Rewriting the past.
We all do it. In our own lives, we do it. We all look back
and retell stories as we remember them. And sometimes, we remember them in a
totally different way than someone else telling the story. Such is the lot of
history. It is left in the hands, memories, and imagination of those who are
bound to repeat it…to others. I remember, with great ambivalence, seeing that
one of my nonfiction history books was used as a Wikipedia reference for an
historic figure. I knew I had done the research, putting things together as best
as I could, and coming to a conclusion…but was I right? It really worried me, considering that, for now, and as long
as there is Wikipedia, my claim is part of history, set down in virtual stone
as truth. The question is…was I right?
Perhaps a bigger question might be…does that matter?

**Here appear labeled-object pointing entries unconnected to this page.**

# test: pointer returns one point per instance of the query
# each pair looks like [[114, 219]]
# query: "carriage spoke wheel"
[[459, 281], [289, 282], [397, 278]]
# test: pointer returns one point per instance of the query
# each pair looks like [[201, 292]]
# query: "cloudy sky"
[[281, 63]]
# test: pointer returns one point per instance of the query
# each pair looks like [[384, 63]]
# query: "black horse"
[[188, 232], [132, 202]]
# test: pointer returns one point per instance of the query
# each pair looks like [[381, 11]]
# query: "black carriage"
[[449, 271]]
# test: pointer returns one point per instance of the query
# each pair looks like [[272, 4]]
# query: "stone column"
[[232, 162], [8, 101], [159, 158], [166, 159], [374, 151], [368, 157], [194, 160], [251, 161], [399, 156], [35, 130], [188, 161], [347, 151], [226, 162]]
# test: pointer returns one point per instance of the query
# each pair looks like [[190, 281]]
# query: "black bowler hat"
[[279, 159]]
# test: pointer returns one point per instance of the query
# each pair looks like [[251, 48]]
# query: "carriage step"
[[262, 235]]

from digital stamp design |
History isn’t necessarily about being right or wrong. There
isn’t a right, if we think of
positions people take, views and ideas that differ greatly without being right
or wrong. Yes, dates and certain events can be factual or not, but the how and
the why, the motives and thoughts and emotions involved do not have a right or
wrong. Even in our own histories, we reconstrue what happened, we review and
reanalyze our own motives and feelings and intentions. These things change, as
we do, and our relationship to our own history does, as well.
When we write historic fiction, we take a position and let
the story play out from there. We invent as historians must do, to a degree, to
put the narrative in order. We give life to characters that lived and give them
a place in the story we build around them.

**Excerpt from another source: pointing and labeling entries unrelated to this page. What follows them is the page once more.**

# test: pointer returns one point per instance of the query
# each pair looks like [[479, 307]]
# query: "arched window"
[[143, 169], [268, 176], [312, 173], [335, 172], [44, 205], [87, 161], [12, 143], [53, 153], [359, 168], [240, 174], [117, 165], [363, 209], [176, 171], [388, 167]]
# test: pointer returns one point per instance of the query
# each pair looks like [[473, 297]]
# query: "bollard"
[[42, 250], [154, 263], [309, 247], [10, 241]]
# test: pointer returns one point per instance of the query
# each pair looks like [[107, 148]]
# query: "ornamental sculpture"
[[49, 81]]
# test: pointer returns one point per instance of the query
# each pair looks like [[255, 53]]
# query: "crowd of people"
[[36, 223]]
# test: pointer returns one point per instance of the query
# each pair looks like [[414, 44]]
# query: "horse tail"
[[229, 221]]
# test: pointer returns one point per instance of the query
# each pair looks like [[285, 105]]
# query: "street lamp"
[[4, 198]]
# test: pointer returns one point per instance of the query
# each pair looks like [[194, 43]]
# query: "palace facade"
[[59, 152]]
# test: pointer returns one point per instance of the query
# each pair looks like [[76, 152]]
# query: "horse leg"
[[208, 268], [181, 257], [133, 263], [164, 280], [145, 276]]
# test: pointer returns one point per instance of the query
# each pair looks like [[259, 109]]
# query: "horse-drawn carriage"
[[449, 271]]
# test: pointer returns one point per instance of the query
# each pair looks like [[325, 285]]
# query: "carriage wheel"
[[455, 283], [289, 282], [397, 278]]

While the Young Inventors Guild books tell a story that is fiction, I discovered a mystery
that I solved in my own way. I took events in history and rewrote them, keeping
in mind that I was bound to both a moment in time and the events that were
happening at that moment. There are elements of history that I tried to make as
accurate as possible. I wanted my characters to fit into a history that would
have surrounded them. How old would Noah’s mother, Ariana, have been when
Célestine Galli-Marié played Carmen in Vienna? How big was the Grand Opera
House in Toronto after the 1879 fire? How many times did I have to repeat
‘great’ to make sure that Benjamin Banneker was the properly placed great
grandfather to Wallace? (It turns out to be three.) And how was Wallace related
to Lewis Latimer? How could Faye’s mother and father have studied together at
Harvard if the university didn’t let women until after 1879? Those are facts that
need to be accurately portrayed in order to create a bond between fiction and
history. The facts give us a sense of the history and get it onto the page. They
make the story real. But it is up to
the author to create the narrative that opens the story and takes the real off the
page. That is what brings the story to life.